According to an S&P Global Market Intelligence report published December 26, physical operations will be the biggest challenge for companies in the beginning of 2024 with the ongoing conflict in the Middle East coupled with climate issues that have disrupted shipping networks.
Even if those issues are resolved, politics “introduces a renewed round of uncertainty” the S&P report said. The report claimed that this year's political uncertainty will lead to a rise in protectionism that will likely impact supply chains in late-2024 and early 2025.
“Many of the main themes for 2024... will be contingent on global events and the situation organizations find themselves in as a result of them. While new regulations can be planned for, what we know from recent experience – COVID, the invasion of Ukraine, the situation between Israel and Gaza – is that things can be unpredictable. The job that risk and compliance teams need to do in relation to these global events can change extremely quickly,” wrote Nicola Passariello, the financial crime practice lead for Moody’s Analytics, in a December 21 blog post. “Unplanned risk and compliance factors can have significant impact on operational controls and practices." Passariello added that companies already using automation with access to well-organized data will "fare best” in 2024.
Moody's said that 2024 will be a year in which financial crime and third-party risk are approached as holistic issues, with the company stating that "compliance and risk management practitioners need a 360-degree view of counterparty risk.”

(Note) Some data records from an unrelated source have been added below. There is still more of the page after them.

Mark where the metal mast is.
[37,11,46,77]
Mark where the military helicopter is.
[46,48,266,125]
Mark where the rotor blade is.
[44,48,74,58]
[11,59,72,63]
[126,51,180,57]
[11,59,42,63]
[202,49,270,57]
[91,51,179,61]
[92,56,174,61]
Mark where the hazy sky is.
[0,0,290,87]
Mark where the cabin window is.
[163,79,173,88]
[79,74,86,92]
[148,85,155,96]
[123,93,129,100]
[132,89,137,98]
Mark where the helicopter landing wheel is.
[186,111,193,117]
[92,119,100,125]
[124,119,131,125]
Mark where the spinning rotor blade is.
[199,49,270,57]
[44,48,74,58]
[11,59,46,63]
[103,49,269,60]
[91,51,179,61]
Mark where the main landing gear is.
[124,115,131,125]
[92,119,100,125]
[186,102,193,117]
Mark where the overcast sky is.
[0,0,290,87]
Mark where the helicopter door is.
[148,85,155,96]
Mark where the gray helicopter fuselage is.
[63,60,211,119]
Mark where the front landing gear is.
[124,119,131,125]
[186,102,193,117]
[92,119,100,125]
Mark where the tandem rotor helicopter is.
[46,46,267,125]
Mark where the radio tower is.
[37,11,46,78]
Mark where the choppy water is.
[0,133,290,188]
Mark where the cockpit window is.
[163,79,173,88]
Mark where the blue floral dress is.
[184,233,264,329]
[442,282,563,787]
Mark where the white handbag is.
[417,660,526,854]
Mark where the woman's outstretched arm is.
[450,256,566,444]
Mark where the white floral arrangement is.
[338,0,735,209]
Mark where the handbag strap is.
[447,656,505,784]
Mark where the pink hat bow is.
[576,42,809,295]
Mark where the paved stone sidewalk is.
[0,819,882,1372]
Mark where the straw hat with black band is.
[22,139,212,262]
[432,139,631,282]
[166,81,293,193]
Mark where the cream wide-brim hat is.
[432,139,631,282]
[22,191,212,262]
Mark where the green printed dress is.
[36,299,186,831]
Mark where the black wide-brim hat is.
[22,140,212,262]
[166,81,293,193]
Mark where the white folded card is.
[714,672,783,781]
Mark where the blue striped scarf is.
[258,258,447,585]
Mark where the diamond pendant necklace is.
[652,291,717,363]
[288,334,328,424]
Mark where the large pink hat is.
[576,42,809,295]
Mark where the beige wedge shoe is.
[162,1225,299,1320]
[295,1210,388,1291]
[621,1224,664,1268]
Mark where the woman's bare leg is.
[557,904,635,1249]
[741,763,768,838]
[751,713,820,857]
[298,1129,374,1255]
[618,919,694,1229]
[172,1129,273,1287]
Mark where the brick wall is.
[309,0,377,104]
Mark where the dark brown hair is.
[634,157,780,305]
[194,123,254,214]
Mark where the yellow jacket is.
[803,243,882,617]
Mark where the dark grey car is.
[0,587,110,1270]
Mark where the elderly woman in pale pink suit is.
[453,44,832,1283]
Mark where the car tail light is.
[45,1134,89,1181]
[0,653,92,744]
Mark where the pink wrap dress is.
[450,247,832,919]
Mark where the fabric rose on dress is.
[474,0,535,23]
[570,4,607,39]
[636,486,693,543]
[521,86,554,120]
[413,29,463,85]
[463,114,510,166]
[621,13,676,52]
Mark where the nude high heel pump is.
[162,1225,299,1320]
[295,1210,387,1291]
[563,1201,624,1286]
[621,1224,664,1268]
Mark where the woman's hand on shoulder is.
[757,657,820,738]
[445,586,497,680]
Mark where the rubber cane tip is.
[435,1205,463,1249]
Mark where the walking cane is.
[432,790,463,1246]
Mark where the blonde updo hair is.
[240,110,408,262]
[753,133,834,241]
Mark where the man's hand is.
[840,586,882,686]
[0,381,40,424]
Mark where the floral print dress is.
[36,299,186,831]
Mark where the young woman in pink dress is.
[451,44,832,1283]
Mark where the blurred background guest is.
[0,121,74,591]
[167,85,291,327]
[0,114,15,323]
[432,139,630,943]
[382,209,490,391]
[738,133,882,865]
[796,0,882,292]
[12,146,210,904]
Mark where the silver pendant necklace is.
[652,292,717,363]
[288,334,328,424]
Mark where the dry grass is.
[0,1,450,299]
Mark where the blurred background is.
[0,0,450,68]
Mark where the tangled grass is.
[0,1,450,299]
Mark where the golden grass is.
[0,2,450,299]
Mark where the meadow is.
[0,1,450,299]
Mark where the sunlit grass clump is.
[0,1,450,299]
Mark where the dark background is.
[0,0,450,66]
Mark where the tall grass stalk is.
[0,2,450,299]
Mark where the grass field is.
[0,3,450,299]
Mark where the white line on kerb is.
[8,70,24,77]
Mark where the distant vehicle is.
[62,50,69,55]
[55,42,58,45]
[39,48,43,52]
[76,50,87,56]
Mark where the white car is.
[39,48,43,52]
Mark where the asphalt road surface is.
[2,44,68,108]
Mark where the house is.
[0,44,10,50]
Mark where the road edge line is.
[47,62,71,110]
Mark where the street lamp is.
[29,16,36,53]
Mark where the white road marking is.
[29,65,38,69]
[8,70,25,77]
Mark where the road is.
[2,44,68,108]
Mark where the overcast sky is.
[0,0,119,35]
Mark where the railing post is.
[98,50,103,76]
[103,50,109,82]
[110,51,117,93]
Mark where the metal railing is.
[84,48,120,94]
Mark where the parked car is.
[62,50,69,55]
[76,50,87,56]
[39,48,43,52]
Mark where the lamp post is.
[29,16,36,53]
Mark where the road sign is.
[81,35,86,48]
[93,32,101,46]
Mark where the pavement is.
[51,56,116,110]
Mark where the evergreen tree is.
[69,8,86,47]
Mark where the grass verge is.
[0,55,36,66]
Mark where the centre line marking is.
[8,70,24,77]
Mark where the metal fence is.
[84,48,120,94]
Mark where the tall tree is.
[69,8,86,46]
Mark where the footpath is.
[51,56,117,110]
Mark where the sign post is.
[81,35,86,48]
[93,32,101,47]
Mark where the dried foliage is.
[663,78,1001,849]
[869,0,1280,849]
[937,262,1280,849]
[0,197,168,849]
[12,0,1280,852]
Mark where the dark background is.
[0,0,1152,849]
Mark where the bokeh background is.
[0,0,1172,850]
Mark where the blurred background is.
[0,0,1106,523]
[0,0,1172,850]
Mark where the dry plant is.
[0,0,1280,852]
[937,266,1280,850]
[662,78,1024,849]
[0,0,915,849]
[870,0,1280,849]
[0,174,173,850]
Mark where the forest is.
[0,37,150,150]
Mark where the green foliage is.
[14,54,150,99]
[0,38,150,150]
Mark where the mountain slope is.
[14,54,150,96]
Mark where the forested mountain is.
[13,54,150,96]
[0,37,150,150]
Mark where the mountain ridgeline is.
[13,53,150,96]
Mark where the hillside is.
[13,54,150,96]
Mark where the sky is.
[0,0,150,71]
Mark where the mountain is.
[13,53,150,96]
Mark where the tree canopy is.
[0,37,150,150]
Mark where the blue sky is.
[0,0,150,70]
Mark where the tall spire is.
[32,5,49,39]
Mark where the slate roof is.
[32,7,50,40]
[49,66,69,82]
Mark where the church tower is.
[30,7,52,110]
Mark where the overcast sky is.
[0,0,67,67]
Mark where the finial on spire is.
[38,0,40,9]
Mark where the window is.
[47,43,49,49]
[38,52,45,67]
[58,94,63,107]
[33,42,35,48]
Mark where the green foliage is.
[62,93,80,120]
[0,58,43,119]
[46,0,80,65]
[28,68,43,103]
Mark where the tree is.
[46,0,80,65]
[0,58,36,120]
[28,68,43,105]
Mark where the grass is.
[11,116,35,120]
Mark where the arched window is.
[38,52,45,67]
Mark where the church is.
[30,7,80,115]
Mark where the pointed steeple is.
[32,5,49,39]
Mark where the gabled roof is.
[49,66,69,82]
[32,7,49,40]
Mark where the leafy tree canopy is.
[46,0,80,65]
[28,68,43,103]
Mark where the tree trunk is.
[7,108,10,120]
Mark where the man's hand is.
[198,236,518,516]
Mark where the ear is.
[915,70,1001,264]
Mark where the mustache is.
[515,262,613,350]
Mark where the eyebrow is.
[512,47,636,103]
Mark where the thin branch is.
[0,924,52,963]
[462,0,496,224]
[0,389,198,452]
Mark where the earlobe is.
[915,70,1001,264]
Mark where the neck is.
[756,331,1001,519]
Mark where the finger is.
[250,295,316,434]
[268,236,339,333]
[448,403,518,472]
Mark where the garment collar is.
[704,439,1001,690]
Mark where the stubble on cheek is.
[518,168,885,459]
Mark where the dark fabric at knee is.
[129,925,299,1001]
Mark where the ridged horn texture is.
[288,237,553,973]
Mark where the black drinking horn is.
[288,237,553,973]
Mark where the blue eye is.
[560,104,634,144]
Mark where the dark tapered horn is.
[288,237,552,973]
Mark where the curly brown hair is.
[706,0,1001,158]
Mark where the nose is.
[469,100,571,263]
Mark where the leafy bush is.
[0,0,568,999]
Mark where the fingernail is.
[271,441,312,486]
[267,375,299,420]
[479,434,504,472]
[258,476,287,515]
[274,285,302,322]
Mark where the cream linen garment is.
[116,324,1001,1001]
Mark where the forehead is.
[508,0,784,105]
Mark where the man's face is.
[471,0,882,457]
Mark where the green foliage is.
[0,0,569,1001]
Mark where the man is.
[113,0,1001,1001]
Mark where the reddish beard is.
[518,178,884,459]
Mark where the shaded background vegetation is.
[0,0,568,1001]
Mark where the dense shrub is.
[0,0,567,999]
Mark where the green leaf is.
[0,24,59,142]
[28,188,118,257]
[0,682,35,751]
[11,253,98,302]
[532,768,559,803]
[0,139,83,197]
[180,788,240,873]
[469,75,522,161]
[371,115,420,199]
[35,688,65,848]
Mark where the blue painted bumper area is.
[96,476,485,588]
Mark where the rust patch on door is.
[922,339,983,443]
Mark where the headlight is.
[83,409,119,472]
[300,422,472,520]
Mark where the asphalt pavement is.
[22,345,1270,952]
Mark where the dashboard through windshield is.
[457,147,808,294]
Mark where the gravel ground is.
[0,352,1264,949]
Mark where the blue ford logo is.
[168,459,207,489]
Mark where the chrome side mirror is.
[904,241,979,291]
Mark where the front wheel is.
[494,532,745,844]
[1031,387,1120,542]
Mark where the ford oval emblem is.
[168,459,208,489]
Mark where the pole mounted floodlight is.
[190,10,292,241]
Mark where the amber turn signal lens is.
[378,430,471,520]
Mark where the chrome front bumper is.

“Fraud, sanctions, money laundering, terrorist financing don’t exist in isolation, so silos need to be removed," wrote the blog's authors. "Events can come from left-field, so 2024 is about having a holistic view of risk, using data-driven insights, so processes are robust enough to deal with risk and compliance issues as they stand, which are also flexible enough for whatever may come.”
The cost of environmental policies is also expected to rise, while new trade deals will likely take place in 2024, according to the S&P Market Intelligence report.